For them, the approval of peer groups abroad is far more important in determining their agenda than the approval of Israeli citizens at home. Invitations to deliver keynote speeches at high-profile conventions, sought-after appointments as visiting scholars at prestigious institutes, lucrative grants for research projects are far more forthcoming if one in identified as empathetic to the Palestinian narrative than as committed to the Zionist one.
This reality has far reaching effects. For example, it prevents the adherents and all those under their considerable influence from portraying the Arabs in general, and the Palestinians in particular, in their true light. After all, such an assertive portrayal would make the dominant elites' worldview look outrageously irresponsible. They are thus compelled to depict the Arab/Palestinian side in a far more favorable light than reality warrants while portraying the Israeli side in a far more negative one - otherwise there would be no justification in handing over areas of vital strategic importance to Arab/Palestinian control.

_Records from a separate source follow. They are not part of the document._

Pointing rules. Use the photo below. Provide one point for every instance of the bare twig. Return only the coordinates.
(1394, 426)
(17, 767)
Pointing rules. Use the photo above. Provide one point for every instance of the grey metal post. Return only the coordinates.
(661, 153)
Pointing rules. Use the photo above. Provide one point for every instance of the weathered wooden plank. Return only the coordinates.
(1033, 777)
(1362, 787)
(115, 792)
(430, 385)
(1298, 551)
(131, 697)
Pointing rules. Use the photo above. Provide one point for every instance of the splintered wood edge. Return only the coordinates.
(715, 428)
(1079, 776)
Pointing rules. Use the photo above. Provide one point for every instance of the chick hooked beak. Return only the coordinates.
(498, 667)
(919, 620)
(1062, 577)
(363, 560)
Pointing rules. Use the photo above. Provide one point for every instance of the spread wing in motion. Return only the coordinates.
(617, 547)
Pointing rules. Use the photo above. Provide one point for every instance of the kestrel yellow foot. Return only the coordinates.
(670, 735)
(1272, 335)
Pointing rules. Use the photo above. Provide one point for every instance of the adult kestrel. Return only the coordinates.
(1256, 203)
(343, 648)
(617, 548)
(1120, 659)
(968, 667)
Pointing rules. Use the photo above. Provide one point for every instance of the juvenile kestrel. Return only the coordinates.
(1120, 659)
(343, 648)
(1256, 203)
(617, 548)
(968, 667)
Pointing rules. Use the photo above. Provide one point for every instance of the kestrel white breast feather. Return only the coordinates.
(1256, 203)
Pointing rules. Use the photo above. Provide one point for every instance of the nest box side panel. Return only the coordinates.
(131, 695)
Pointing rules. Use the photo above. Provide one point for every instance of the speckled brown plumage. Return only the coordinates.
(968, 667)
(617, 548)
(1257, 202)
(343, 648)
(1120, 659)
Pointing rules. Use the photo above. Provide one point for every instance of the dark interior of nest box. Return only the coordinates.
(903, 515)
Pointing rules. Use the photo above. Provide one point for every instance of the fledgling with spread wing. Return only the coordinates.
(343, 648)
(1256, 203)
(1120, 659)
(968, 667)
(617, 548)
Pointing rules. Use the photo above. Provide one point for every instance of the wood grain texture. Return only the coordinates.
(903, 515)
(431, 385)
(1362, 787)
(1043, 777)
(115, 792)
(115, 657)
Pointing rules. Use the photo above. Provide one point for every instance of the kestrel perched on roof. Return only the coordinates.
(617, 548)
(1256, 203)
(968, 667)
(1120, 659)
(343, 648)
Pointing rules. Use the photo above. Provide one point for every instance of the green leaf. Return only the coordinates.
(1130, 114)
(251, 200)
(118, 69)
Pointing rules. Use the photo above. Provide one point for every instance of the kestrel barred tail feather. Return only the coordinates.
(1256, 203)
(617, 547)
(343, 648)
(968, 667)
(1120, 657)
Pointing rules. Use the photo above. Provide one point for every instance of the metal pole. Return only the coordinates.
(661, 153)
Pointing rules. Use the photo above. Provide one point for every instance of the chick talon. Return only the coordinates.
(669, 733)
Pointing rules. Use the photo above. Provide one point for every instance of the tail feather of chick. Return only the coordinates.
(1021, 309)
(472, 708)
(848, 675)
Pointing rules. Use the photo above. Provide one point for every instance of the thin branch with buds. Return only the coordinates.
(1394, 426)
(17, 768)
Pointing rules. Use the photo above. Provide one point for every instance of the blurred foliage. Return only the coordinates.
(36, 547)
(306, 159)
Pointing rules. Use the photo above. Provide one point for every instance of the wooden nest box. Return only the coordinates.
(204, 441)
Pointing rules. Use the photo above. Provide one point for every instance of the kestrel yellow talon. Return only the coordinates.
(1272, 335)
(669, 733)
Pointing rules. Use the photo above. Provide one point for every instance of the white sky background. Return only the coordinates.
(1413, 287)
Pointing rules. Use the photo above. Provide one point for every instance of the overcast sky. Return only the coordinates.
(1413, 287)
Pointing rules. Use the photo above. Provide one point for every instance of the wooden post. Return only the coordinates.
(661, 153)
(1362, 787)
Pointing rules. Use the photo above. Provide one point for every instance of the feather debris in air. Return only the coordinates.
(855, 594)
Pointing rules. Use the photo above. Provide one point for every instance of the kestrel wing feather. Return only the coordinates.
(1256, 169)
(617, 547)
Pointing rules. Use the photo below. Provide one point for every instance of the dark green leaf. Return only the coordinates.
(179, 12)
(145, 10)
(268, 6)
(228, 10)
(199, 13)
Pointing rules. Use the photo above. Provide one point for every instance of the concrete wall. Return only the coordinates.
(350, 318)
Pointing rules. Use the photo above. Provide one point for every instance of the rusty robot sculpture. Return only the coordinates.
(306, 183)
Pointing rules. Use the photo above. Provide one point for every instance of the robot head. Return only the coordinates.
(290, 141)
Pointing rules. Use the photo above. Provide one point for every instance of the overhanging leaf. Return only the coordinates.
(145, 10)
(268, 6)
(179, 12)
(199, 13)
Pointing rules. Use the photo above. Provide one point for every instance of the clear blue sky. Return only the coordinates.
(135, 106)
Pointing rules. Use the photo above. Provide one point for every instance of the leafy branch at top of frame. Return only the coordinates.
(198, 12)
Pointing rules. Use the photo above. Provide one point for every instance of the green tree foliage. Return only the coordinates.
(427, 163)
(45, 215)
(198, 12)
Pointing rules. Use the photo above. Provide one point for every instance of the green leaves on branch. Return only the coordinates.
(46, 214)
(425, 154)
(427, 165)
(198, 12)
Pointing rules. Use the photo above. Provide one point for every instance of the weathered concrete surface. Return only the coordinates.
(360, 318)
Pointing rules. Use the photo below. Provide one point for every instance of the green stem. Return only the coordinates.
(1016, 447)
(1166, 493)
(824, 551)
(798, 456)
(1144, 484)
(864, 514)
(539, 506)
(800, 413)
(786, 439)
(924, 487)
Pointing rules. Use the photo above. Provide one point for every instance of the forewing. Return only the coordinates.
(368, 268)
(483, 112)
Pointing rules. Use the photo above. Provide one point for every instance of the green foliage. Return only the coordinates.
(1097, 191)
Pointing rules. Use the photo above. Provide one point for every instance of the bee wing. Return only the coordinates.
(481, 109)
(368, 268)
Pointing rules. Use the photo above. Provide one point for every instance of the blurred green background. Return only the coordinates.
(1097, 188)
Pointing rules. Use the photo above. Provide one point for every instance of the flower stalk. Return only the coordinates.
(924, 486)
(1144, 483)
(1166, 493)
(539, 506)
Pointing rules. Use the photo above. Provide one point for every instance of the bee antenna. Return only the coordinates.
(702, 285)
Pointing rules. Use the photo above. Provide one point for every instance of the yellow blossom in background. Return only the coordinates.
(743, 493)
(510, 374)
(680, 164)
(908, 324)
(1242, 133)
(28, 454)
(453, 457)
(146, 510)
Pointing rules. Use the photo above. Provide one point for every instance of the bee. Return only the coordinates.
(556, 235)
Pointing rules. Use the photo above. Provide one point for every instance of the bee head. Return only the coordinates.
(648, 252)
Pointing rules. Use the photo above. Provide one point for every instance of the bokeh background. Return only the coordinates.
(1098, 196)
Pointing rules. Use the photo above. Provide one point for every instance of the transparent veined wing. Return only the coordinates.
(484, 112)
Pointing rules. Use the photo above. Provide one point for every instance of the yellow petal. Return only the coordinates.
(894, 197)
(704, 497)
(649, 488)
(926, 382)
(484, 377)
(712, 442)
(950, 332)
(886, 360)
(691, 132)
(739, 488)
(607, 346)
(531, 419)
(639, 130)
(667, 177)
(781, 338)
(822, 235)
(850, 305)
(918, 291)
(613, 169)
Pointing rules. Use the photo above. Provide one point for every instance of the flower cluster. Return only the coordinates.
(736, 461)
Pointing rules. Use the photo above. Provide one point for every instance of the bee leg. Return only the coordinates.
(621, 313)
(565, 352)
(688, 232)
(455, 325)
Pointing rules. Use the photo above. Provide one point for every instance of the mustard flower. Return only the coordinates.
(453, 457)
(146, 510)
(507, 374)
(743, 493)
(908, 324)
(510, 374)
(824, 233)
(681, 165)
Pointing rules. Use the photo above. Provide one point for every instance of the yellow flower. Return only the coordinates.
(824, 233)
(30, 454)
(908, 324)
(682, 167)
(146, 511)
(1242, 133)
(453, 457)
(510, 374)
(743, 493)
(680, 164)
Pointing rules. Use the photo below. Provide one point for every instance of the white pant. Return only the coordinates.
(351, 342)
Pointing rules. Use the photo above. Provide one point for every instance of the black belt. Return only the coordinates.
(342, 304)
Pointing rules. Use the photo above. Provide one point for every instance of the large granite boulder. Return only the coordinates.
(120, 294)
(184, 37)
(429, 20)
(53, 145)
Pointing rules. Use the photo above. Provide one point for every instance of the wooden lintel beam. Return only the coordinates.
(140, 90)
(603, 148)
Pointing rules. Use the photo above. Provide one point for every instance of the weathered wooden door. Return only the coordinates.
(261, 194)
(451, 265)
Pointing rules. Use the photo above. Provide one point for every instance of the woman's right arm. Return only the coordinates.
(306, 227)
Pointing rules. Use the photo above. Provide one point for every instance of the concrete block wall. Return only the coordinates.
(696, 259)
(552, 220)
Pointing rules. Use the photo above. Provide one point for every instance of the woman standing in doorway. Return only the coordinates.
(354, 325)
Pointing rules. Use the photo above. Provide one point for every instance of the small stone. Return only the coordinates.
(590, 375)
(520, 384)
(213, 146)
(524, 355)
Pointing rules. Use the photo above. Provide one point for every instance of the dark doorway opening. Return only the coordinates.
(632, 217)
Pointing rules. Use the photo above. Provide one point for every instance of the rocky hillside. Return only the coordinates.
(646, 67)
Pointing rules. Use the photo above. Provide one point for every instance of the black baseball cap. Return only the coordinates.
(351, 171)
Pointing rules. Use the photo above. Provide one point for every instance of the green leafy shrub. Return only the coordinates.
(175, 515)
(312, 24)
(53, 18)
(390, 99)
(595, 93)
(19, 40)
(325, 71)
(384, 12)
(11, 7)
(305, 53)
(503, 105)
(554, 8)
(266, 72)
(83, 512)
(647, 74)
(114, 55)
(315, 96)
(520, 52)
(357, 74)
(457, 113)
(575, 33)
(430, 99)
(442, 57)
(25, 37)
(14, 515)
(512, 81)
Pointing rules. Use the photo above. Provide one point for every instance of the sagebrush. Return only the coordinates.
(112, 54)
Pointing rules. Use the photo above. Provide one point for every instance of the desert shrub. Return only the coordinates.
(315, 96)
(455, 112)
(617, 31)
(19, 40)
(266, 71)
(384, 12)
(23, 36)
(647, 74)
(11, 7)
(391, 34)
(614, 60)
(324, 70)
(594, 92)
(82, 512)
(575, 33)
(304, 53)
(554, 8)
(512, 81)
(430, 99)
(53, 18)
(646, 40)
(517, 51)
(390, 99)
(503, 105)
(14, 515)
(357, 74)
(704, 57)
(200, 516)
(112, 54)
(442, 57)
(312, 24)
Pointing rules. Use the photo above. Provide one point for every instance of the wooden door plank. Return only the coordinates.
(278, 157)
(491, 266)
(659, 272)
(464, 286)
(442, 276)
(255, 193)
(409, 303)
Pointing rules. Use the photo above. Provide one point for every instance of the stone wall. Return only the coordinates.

After all, to acknowledge Arab brutality and backwardness, to focus on the repression of women, the suppression of dissidents, oppression of homosexuals, to draw attention to the harassing of critical journalists and the hounding of political opponents would gravely undermine the prudence of any policy advocating establishment of a Palestinian entity barely a mile from the national parliament, overlooking Ben-Gurion airport, adjacent to the Trans-Israel highway and atop crucial water resources.
It is difficult to overstate the gravity of the consequences that the imposition of elite political preferences on Israeli policy has - for both the preservation of Israeli security and Israel democracy.
Firstly, with regard to security, the aversion to drawing attention to the real nature of the Arab world prevents Israel from persuasively presenting its case and creating international understanding for the dire dangers that it faces in contending with such adversaries.
Secondly, with regard to democracy, the dramatic elite-induced policy reversals since the early 90s constitute a powerful disincentive for partaking in the electoral. For what is the point of voting any party or person into power if they end up implementing precisely what was rejected by the voters?
Contending with this phenomenon is no easy matter within the constraints of democratic norms, and the operational details of a strategy to address it are beyond the scope of this article. However, whatever form such strategy may take, its point of departure would need to be an accurate articulation of the problem and its overriding objective to publicly expose those responsible for the dangerous distortions they impose on the nations political mechanisms, unveil their myopia and/or their malice, undermine their standing, and erode their status. This is the only way to neutralize their influence and contain enormous damage that they inflict on the nation.